The Impacts of ACE Activity according to ACE I/D Polymorphisms on Muscular Functions of People Aged 65

Abstract

Objective: To investigate associations between angiotensin-converting enzyme (ACE) polymorphisms and muscle fatigability in 65-year-old Koreans.

Method: The study participants were 49 Koreans aged 65 years. ACE insertion/deletion (I/D) polymorphisms were determined by polymerase chain reaction and serum ACE activity, by spectrophotometry. Body mass index (BMI), body fat mass (BFM), and lean body mass (LBM) were determined. To evaluate muscle fatigability, dynamic Electromyography was used to measure maximum voluntary isometric contractions (MVICs) of ankle plantar flexor muscles. Patients were seated with their hips flexed at 90°, knees fully extended, and ankles at 0°. Continuous submaximal VICs (40% MVIC) were then performed, and contraction duration and EMG frequency changes during the initial 2 min were measured. A self-reported physical activity questionnaire was used to evaluate effects of ACE activity levels on muscle fatigability.
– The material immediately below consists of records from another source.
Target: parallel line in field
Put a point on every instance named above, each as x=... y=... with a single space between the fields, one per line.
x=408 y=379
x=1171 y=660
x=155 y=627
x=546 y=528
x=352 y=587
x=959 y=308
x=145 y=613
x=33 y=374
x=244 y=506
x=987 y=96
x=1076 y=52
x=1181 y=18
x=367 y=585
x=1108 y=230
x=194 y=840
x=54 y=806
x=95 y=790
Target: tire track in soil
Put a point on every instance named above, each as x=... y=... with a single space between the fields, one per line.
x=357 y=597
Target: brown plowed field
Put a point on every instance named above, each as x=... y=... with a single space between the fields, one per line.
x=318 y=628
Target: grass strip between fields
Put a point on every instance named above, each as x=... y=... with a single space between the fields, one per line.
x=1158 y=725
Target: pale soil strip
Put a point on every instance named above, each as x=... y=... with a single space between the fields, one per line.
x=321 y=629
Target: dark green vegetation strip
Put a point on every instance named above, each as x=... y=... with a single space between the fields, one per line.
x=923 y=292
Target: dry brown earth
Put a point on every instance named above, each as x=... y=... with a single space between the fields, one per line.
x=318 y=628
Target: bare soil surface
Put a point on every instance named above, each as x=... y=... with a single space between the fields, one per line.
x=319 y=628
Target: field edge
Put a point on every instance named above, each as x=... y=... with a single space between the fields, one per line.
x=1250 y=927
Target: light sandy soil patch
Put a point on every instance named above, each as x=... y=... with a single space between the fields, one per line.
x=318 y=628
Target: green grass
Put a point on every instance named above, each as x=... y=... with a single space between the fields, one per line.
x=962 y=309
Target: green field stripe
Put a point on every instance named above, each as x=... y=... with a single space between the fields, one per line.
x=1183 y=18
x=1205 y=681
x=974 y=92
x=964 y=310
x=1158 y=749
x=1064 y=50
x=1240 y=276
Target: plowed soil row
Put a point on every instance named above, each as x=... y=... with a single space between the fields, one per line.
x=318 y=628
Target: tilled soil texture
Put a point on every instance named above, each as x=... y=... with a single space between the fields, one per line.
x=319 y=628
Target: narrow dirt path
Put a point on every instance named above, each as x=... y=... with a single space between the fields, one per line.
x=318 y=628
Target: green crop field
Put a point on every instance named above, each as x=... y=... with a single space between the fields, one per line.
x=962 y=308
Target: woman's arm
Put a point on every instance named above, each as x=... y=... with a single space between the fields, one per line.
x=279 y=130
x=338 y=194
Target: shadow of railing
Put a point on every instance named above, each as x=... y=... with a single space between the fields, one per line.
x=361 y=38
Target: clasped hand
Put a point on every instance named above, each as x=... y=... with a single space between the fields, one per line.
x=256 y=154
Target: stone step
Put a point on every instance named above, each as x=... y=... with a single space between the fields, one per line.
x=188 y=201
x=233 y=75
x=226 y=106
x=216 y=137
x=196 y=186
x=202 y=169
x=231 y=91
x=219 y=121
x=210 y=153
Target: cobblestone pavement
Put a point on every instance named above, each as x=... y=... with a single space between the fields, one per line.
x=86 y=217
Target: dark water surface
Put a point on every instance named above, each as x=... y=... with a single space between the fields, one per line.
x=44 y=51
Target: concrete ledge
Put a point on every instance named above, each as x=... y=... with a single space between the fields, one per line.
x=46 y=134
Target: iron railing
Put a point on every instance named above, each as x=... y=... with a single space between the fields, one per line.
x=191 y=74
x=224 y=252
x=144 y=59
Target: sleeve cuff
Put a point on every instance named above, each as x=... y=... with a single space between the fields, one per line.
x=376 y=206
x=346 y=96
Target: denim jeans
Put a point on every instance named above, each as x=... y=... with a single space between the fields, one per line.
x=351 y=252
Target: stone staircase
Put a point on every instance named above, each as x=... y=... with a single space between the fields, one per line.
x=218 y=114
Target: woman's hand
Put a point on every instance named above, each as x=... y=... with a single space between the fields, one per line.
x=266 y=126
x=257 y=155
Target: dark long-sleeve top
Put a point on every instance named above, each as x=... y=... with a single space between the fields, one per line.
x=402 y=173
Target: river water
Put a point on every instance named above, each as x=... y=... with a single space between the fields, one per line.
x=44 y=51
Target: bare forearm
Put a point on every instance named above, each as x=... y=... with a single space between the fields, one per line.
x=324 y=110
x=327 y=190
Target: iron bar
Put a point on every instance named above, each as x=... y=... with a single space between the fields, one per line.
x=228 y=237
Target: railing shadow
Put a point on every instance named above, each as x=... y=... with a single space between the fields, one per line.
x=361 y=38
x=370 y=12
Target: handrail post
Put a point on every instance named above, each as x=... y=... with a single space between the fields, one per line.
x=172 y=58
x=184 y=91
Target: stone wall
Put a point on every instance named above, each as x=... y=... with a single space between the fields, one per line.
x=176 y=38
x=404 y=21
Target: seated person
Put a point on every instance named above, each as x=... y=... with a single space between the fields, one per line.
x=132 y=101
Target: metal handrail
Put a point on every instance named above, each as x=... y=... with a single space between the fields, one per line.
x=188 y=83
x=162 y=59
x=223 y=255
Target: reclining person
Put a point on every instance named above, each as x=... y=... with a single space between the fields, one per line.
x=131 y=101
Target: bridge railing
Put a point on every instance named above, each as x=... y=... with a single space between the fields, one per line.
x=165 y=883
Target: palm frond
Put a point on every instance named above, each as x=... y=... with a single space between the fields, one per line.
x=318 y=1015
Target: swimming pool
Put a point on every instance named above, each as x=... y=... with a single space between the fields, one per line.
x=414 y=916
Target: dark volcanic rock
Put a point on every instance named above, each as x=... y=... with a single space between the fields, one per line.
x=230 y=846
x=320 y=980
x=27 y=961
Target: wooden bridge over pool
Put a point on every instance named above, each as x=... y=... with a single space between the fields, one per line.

Results: Among the 49 volunteers, 15 showed II genotype; 22, ID genotype; and 12, DD genotype. Serum ACE activity levels were significantly higher in DD genotype subjects than in II genotype subjects (p<0.05). Furthermore, the duration of submaximal isometric contractions was longer in II and ID genotype subjects than in DD genotype subjects (p<0.05). Dynamic EMG showed significantly lower mean frequency changes in II genotype subjects than in DD genotype subjects (p<0.05). However, LBM, BFM, and BMI were independent of ACE genotypes.

Conclusion: ACE II genotype subjects showed significantly higher resistant to muscle fatigue than that by DD genotype subjects. However, body composition and BMI showed no correlations with ACE I/D polymorphisms.

Keywords: Angiotensin converting enzyme; Body composition; Muscle fatigue; Polymorphism.

Fig. 1

Detection of I/D polymorphism of the angiotensin-converting enzyme gene in 2% agarose gel electrophoresis (M-size marker, II type: 29, 36, 38/ID type: 26, 28, 30, 32, 33, 35, 37/DD type: 23, 24, 34).

Fig. 2

Experimental design for measurement of fatigability. (A) Experimental protocol. After a 5 min warm up (W) exercise and a 5 min rest period, the maximal voluntary contraction (MVC) of plantar flexion was evaluated. Three full plantar flexion (C) efforts of 3 s duration were performed, separated by 10 s rest (R) periods. Next, after a 5 min rest period, the subject was required to maintain a submaximal isometric plantar flexion at 40% of the MVC until exhaustion (E). (B) Apparatus used for determination of MVC (1) and submaximal isometric contraction (2) of plantar flexor muscles. (1) Subjects were strapped in a sitting position on an examination chair and performed plantar flexions in the right limb at full force. (2) Assessments of the maintenance of fixed submaximal force output were performed on the same apparatus, but with plantar flexion in both limbs. Subjects observed their efforts on a digital voltmeter and attempted to maintain the output from the wall as close as possible to 40% of MVC.

Fig. 3

Muscle endurance and handgrip strength in different ACE genotypes in the whole group.

Fig. 4

Endurance time and frequency change according to ACE polymorphism in the gender division. There was a significant difference between the 3 ACE genotypes by Kruskal-Wallis test (Endurance time: p=0.001, frequency change: p=0.031). The endurance time of the II genotype was significantly longer than that of the DD genotype in males alone, and in all subjects together (p<0.05/3) (A, C, E). The frequency change of the DD genotype was significantly greater than that of the II genotype in males alone, and in all subjects together (p<0.05/3) (B, D, F). However, frequency change in the ID genotype was not statistically different from the II and DD genotypes, although the median value was different among the 3 genotypes. Data are presented as box-plots, where the horizontal line represents the median value.